(insert my usual preamble about my eh-ness about short story collections)
That said, again, this book has some of the problems I normally have with short story collections, but there is a difference. Where too many authors have story collections that end up blending into what is basically the same story just told a bunch of different ways with some different characters and things happening and they might all seem different on the surface they are just treading on the same ground. See for example the suburban / familial angst authors, or the great but basically unhappy, drunk and smoking stories of say Raymond Carver, or the set something up so that there can be a ironic O. Henry-esque twist sort of story. These are just a few types, the science fiction story can be thrown in here, the George Sauders-esque surreal story, the edgy drinkin' druggin' fightin' & fuckin' of the Bukowski descendants, etc. It's not the authors fault that so many collections have stories that just blend into one another, it's just that they have this authorial voice and well it's the same voice in most of the stories, even if sometimes they are holding something in front of their mouth to get it to sound a little different.

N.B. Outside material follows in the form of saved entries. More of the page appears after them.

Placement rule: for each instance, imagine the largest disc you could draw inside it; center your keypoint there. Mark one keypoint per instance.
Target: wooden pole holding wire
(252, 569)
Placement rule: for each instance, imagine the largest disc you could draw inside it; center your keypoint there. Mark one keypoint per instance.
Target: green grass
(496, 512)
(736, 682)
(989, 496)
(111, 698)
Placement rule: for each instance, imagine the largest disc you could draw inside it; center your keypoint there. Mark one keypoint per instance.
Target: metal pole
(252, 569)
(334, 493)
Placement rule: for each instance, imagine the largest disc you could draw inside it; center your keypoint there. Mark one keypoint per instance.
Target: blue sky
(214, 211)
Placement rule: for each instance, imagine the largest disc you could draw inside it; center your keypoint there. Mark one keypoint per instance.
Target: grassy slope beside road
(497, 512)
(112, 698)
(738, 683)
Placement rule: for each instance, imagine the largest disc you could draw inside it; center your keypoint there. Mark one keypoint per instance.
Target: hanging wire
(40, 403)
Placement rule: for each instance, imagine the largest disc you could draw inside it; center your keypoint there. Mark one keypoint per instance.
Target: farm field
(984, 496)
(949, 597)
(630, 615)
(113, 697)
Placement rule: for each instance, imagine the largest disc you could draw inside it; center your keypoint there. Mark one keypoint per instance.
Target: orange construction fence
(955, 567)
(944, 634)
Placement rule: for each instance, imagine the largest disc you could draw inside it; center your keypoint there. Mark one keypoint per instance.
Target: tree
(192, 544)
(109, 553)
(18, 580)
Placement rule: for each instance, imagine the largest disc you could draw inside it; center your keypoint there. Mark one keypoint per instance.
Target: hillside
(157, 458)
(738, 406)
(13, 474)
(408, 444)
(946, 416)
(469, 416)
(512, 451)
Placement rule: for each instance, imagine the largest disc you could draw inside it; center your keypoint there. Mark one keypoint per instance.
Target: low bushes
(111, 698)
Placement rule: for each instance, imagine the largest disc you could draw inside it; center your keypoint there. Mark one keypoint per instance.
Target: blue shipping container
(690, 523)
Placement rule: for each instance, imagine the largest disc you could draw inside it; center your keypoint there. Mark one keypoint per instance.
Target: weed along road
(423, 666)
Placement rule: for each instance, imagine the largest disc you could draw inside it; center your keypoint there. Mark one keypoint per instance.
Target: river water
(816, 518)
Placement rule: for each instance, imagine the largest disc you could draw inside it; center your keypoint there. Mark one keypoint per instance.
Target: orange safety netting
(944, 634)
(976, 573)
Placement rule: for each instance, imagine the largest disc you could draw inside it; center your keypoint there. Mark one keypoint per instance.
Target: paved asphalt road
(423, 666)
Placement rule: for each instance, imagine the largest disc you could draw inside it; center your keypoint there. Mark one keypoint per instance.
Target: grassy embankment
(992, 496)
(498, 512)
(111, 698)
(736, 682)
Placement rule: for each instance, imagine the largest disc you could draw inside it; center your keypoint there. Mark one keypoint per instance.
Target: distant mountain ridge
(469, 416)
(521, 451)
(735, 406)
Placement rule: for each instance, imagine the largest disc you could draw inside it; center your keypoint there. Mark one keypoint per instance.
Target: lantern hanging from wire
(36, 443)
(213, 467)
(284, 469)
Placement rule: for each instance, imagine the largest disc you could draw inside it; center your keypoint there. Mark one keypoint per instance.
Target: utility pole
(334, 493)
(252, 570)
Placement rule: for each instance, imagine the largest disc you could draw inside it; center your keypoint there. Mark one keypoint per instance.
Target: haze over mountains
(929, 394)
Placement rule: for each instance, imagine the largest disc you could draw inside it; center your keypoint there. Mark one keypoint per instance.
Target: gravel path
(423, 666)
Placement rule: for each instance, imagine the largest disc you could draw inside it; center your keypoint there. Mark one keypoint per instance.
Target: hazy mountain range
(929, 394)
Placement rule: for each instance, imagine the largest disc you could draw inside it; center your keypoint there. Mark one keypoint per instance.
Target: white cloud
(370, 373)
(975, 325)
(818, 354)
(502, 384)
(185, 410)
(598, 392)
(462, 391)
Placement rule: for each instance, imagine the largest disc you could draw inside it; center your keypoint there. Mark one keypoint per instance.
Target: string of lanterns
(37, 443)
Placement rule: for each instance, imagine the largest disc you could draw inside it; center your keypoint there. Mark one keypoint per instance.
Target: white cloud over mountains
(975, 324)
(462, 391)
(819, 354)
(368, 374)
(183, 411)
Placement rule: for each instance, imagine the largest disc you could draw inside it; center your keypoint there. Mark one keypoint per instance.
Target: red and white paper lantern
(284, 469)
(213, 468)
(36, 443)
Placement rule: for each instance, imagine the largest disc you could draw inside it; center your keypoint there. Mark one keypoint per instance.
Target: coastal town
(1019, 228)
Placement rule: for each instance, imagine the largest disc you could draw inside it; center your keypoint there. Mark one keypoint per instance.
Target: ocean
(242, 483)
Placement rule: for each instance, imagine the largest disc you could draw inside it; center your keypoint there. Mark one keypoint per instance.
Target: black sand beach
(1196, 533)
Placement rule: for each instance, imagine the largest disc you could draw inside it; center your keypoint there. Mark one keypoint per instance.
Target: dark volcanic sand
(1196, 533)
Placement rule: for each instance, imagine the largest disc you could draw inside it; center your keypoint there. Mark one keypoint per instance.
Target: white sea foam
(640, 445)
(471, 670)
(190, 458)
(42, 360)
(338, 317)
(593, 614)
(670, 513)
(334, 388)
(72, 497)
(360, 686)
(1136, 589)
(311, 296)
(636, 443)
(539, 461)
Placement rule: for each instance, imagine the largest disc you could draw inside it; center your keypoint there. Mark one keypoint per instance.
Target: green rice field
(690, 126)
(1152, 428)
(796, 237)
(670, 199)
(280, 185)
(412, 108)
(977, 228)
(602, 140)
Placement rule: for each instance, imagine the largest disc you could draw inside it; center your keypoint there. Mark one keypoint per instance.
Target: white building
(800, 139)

This collection isn't like that. Matt Bell takes on a variety of different types of stories, he takes from different genres and while there is a 'voice' that runs through most of these stories, it feels like each story is an attempt at doing something formally different. The tone of most of the stories is fairly bleak, the world either the whole world, or just the personal world of the characters seems quite often on the brink of total destruction, but how he gets to these points varies. When an author keeps trying new things though sometimes some of the attempts are going to fail with certain readers (well with me, maybe you will love all the stories. Maybe you will hate them).
When the collection is at its low points the reading isn't unenjoyable or tedious, it's just more of a why do I care about this? But since they are only short stories and I have a fairly decent attention span I can keep going through twenty pages of I'm not really loving this, I can't get into this, or whatever goes on in my head when I'm reading something that isn't fully engaging without getting angry at the book for not delivering one hundred percent pure unadulterated Entertainment. To be fair, the stories I liked least were the ones, I didn't get. The ones that didn't seem to have an opening for me to squeeze understanding into. I'm not always the best reader, I read sometimes in less than optimal conditions, like squeezed into a subway car during rush hour, so it's quite possible I could have enjoyed the stories more if I gave them more attention. Sometimes, too, the stories that I wasn't enjoying too much for say the first half or more came together in a satisfying way towards the end.
But why dwell on the negative? This collection has some really great stories in it, and they are worth reading this book to get to. I just took a short break from writing this review to leaf through the book, and I realized that I liked more of the stories than I thought I did. Even ones that I thought were only so-so when I first read them, looking back at the titles and leafing through the pages I realized that they almost all had some great moment, and with the longest (and maybe most so-so story) clocking in at just under forty pages, it's an impressive feat that there are so many awesome moments in such a small number of pages (13 stories, 238 pages).
Why can't I be one of those reviewers who do a great job with short story collections? Why can't I muster up the energy to review each story? Why must I just turn every review into a tedious exercise of vomiting everything insignificant thought I have onto the page to be posted unedited?
Fuck.
Still with me?
My favorite story in the collection is probably the last one. Which surprises me a little bit because it's not really a story in the traditional sense. "An index of How Our Family Was Killed" is just what the title promises, it's an index about a family of five that has had three of its members murdered, separately. It's an index of trying to understand what happened and how to continue surviving when you're part of a family that has a tendency to get killed violently.
Insurance, policies, as in, Good luck getting one, if you're me. They never tell you that being from a family of murder victims is a risk factor, but it is.
The whole 'story' is just an alphabetical list of what could be the index for a personal dealing with tragedy. It's a list composed with what I kept thinking of as an Oulipo sort of constraints, it's alphabetical and it manages to unfold a story through mere pointers that generally destroy the rule of show don't tell, it tells just enough to spark the imagination to make up its own narrative to support this index. At moments when reading this I was amazed at the construction, maybe I was giving the formal aspects too much credit, and maybe these entries could have been jumbled up in any order and basically done the same thing, but I like to think that there is a careful unfolding here and there is a part of me that loves shit like this, just because it's tough enough to tell a good story, it's even more difficult when you have to tell the story plus keep everything within some narrow range of what you can or can't do.
Most of the other stories are more traditional than this one, quite often they have some post-modern or meta-fiction playing around going on, but they could be looked at by an average reader and be recognized as a story. I'm really sorry I'm not the sort of reviewer who reviews each story in a collection, I think this book does deserve that kind of treatment, but I'm just too lazy.
I have no idea where I'm going with this review. Maybe one day I'll try to make it better, but probably not. The collection is better than this review.
Resist denouement, resist the solving of mysteries and the revealing of truths, because it is only through these that you may be judged.